The output generation should also follow the JSON format containing one property acc:
acc: a list of notes. Each note contains properties ofstart,pitch, andduration.
Detailed explanation of start and duration attributes.
The data is assumed to be in 4/4 meter, quantized to a sixteenth-note resolution. For both melody and chords, onsets and durations are counted in sixteenth notes.
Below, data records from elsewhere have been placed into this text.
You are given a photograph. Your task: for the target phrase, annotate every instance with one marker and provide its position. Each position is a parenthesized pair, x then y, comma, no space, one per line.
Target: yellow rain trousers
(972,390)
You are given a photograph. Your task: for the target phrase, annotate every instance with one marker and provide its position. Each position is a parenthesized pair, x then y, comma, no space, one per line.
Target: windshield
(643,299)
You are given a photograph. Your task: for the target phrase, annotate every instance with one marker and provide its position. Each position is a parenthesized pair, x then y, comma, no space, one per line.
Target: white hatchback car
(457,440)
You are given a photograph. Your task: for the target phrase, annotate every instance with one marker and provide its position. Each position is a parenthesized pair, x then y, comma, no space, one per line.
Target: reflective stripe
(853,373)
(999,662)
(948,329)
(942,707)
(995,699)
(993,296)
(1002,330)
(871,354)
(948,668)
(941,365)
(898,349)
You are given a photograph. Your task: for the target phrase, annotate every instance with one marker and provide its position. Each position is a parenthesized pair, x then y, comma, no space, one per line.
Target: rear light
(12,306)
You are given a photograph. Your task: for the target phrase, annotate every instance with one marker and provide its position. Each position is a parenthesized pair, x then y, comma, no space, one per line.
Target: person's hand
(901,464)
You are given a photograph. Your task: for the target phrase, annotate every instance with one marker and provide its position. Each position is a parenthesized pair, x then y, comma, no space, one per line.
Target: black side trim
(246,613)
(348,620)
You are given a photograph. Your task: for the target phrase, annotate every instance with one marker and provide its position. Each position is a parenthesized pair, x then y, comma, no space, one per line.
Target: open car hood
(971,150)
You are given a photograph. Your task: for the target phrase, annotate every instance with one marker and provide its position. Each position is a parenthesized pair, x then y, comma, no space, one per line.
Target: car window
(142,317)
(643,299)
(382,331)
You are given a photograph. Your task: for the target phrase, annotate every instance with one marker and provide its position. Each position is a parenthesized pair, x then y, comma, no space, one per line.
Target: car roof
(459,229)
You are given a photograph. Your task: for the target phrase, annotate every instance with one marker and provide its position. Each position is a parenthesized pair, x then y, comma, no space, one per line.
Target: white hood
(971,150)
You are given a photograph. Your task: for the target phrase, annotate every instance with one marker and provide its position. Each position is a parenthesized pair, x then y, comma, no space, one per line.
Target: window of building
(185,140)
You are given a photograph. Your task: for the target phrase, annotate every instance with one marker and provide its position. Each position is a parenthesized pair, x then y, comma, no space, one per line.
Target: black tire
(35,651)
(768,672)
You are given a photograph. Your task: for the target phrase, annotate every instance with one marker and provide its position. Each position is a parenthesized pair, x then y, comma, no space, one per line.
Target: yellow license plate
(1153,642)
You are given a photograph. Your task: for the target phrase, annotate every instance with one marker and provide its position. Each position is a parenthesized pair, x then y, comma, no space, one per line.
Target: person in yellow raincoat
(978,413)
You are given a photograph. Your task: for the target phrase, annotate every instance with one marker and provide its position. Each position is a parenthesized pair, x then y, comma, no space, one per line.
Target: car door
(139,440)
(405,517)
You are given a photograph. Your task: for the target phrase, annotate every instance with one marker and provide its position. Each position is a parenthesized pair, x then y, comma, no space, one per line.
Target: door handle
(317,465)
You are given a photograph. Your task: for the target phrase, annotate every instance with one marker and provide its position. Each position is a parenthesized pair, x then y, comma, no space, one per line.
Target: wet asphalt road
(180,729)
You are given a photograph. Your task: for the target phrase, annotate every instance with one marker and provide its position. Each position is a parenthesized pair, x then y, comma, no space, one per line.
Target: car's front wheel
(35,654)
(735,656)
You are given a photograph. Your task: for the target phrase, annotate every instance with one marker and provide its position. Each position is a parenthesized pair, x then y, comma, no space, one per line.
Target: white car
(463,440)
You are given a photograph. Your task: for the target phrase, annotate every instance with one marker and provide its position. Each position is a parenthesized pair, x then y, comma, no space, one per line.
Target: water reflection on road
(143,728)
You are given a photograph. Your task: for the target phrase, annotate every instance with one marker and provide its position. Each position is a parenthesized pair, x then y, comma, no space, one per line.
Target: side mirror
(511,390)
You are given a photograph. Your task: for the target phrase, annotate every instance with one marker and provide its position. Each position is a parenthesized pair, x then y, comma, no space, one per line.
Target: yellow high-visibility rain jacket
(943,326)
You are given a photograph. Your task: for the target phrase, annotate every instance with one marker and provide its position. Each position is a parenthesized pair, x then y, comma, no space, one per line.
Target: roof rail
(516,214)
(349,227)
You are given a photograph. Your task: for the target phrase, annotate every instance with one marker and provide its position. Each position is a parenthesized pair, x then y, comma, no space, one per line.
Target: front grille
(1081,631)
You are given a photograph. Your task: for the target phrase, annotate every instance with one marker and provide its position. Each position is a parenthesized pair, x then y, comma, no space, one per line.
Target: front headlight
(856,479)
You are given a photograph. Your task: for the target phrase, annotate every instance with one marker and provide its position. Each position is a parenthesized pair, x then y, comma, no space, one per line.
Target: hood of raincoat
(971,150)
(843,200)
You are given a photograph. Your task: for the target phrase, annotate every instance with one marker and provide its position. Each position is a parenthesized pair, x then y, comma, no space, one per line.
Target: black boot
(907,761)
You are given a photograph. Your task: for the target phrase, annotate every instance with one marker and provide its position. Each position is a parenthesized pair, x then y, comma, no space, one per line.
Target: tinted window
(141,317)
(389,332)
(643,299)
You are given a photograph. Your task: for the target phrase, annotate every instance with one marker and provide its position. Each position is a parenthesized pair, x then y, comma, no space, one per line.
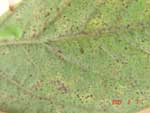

Both onsets and durations are integers ranging from 0 to 9 * 16 - 1 = 143. Notes that end later than the ninth measure (i.e., 9 * 16 = 144th time step) will be truncated to the end of the ninth measure. Melody notes are not allowed to overlap with one another. There should be no gaps or overlaps between chords. Chords must follow one another directly. If there is a blank space where no chord is played, it must be filled with the N chord.
Detailed explanation of the pitch attribute.
The pitch property of a note should be integers ranging from 0 to 127, corresponding to the MIDI pitch numbers.
Detailed explanation of the chord symbol attribute.
The symbol property of a chord should be a string based on the syntax of (Harte, 2010). In other words, each chord string should be able to be passed as a parameter to mir_eval.chord.encode() without causing an error.
=Data Representation Example
Below is an example of the input lead sheet in the JSON format:
{
"melody": [
{"start": 12, "pitch": 72, "duration": 4},
{"start": 16, "pitch": 69, "duration": 8},
...
],
"chords": [
{"start": 0, "symbol": "N", "duration": 16},
{"start": 16, "symbol": "F", "duration": 16},
...
]
}
Evaluation
We will evaluate the submitted algorithms through an online subjective double-blind test.
- We use a "potluck" test set. Before submitting the algorithm, each team is required to submit two lead sheets. The organizer team will supplement the lead sheet if necessary.
- Once the organizer team receives the lead sheet submission, a schedule for the subjective test will be made. Depending on the number of submissions, there could be more than one round of subjective test.
- We will use objective measurements only as a reference. The correlation between subjective and objective scores will be presented in the end.
Subjective Metrics
We will ask the subjects to listen to the original lead sheet first and then listen to the anonymized generations. Subjects will be asked to rate the generation according to the following criteria:
- Harmony correctness (5-point scale) (To be done)
- Creativity (5-point scale) (To be done)
- Naturalness (5-point scale) (To be done)
- Coherence and stylistic appropriateness? To be done.
Objective Metrics
We will report these metrics as reference:
- To be done.
Data Example
TBD
Submission
The submission process contains three stages.
- [Date 1, TBA]: submission of two lead sheets as a part of the test set. This is also a confirmation of participation. The detailed subjective evaluation format will be announced according to the number of participants.
- Date 2: submission of code. [JJY can help.]
- Date 3: complete the online subjective evaluation.
Format
TBD. JJY can help.
Baselines
TBD
References
- Harte. Towards Automatic Extraction of Harmony Information from Music Signals. PhD thesis, Queen Mary University of London, August 2010.